His fears proved well founded, though the danger came not from Allied bombers but from much nearer at hand. On 20 July 1944, Count Claus von Stauffenberg, a decorated Wehrmacht officer who was Chief of Staff of the Reserve Army, attempted to assassinate him by placing a bomb under the table in the temporary situation room where the midday conference was taking place. Ironically, the structure of the weaker building helped to save the Führer: the end walls were blown out, thus dissipating the blast.
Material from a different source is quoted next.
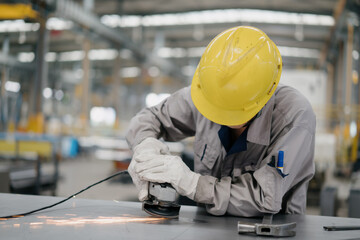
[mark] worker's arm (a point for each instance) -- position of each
(262, 191)
(173, 119)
Today, that heroic action, from which flowed terrible reprisals (see Nigel Jones's article in the January issue of Standpoint), is commemorated by a plaque in Polish and German, on a rock in the ruins of the situation room.
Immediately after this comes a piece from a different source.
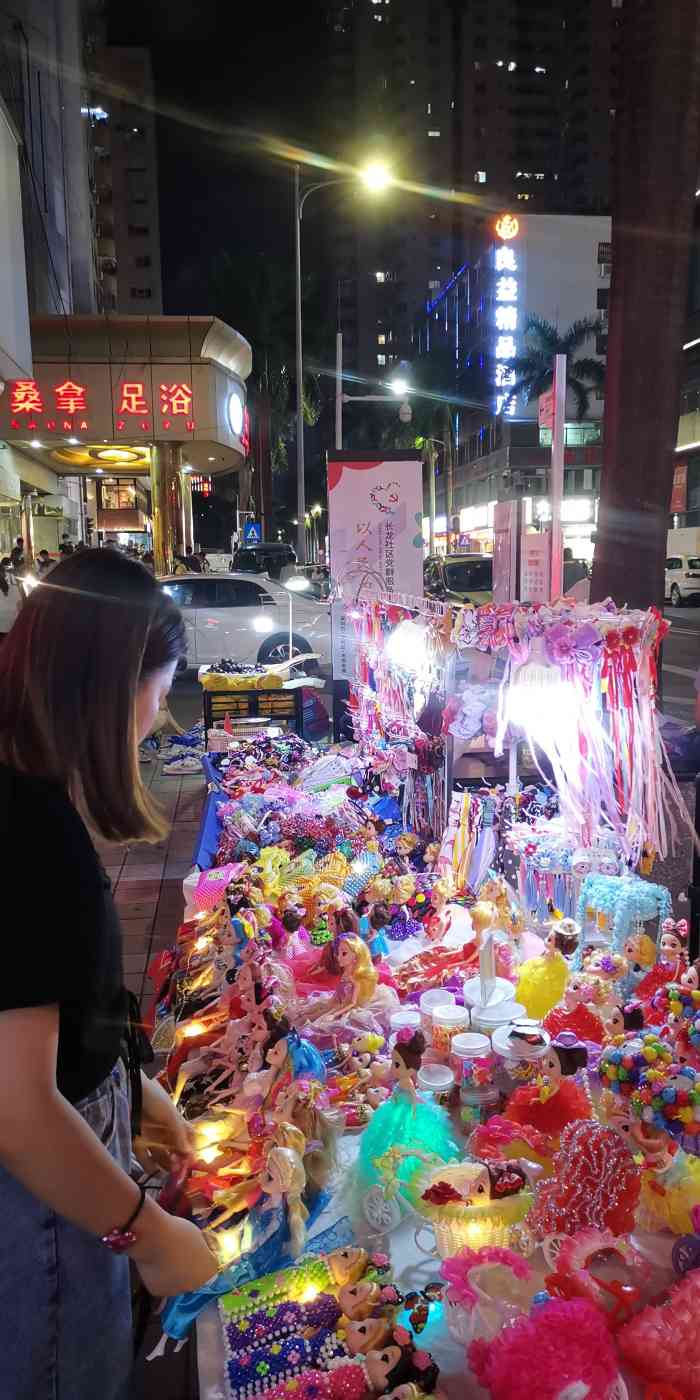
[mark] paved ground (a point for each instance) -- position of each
(681, 661)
The battle of the Masurian Lakes marked the end of the first phase of the First World War in East Prussia, the high point of that campaign being the German victory over Russia at Tannenberg in August 1914. On the eastern front, there are none of the trench networks which you find in Belgium and eastern France. This was a much more mobile theatre, with little evidence today of what it witnessed 95 years ago.
We stopped at Wielbark (Willenberg), where the German Generals von François and Mackensen closed the trap round the Russian Second Army under Samsonov, leading to the capture of nearly 100,000 men and 400 guns. Samsonov, whose plight is vividly caught in Solzhenitsyn's August 1914, is said to have shot himself near the village. About 30 miles to the west is Tannenberg (Stebark). We passed through it on the way to what for the Poles is a much more important site of war. In 1410, at the Battle of Grunwald, with help from Lithuanians, Ruthenians, Tatars, Czechs and Hungarians, they defeated the Teutonic Knights in an engagement which was huge for its time. The allies' strength is believed to have been 30,000, that of their opponents' 20,000. The Grand Master, Ulrich von Jungingen, and 8,000 of his followers, including most of the 250 or so members of the Order present, were killed and thousands more taken prisoner.
The topography of the battlefield today is much as it was in the early 15th century, a grassy hill bounded by Stebark, Grunwald and Ludwigowo, with the ruins of a Knights' chapel on the extreme right. The effect is spoiled, however, by an ugly memorial tower on the summit, a tubular construct with fins. Nearby is a circular stone table showing the disposition of forces. The battlefield of Grunwald is a national shrine to Polish valour. To find the British equivalent, you would have to cross the Channel to Agincourt or Waterloo.